Now this is something Ludwig von Mises picked up on and used in an attempt to extend subjectivism. For true subjectivists, Mises argued, there are no imaginary goods. If individuals believe goods to be of use, then they are valuable, regardless of their actual ability to satisfy the appropriate needs. Now I think this is a trivial example in light of my recent post on Menger, but it is a debate that has occurred in the Austrian literature. In particular, Bruce Caldwell and Greg Hill have argued over this point in the pages of Critical Review. Bruce Caldwell argues that "markets provide incentives both to generate such goods, and to identify them as such." Imaginary goods are thus created and destroyed all the time. Greg Hill, in his great and characteristic way, is seen firing back with this passage:
"I share Caldwell's view that markets provide incentives both to create 'imaginary goods' and to reveal their deficient nature, but I cannot resist the temptation to ask whether the balance of market forces favors the creation or the destruction of these goods. If Lexus advertises its luxury line of cars as symbols of 'success,' there may be gains in prospect for entrepreneurs who can show that such high-priced 'success symbols' are merely imaginary goods. But there are much greater gains awaiting entrepreneurs (other car sellers, in particular) who can persuade car buyers that possession of their vehicles signals even greater 'success.'"
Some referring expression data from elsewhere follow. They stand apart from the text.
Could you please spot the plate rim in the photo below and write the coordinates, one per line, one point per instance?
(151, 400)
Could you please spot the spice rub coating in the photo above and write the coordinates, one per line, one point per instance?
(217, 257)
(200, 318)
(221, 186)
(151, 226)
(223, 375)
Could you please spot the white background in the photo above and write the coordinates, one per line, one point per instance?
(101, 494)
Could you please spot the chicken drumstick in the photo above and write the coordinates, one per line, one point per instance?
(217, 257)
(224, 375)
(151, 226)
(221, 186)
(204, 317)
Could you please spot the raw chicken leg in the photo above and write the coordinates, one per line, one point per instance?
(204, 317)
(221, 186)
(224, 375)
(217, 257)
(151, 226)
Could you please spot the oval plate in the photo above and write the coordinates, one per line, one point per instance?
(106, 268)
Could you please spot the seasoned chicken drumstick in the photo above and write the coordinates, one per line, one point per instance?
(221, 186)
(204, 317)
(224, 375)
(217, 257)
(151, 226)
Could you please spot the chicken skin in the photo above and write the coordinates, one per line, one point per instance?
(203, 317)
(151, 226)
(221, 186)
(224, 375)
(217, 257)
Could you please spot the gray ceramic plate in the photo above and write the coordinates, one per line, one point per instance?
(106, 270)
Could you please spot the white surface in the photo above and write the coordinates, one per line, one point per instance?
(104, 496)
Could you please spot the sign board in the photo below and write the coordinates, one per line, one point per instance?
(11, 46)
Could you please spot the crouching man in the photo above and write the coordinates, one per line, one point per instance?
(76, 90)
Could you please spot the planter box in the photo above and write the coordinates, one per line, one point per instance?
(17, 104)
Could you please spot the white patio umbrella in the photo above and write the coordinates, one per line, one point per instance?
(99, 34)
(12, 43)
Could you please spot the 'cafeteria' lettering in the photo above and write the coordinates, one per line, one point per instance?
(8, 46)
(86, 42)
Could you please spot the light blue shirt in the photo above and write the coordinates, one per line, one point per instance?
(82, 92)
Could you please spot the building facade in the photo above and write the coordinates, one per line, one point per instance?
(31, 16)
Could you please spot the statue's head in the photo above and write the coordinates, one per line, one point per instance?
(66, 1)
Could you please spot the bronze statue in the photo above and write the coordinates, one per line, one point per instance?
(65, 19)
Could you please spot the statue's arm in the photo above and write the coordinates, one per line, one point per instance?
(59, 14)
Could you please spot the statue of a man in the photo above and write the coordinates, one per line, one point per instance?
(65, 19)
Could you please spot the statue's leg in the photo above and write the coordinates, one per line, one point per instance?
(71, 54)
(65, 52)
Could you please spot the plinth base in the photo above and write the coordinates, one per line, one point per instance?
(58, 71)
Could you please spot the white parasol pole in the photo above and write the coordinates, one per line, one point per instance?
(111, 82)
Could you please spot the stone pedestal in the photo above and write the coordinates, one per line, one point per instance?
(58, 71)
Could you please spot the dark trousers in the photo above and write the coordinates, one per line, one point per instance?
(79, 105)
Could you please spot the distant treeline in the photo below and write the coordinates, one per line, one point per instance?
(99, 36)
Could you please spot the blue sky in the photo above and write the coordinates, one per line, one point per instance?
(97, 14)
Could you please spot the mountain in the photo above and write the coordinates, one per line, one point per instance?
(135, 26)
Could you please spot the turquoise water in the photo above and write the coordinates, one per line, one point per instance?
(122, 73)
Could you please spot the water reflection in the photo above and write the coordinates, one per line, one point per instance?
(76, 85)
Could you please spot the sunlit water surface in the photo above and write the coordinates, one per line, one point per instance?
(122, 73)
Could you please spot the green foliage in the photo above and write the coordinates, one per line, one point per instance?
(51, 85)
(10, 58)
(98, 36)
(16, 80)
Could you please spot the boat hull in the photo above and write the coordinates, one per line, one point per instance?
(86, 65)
Yes, I know, Greg Hill is great. But to respond to Adam Smith more directly, I would say that (1) the debate on imaginary goods has already happened; and (2) it is not as important, in my opinion, as my own post on Menger and the "subjective" revolution. What a paradox it would be indeed if the so-called marginalist (subjective) revolution actually sharpened our understanding of the objective nature of the determination of value.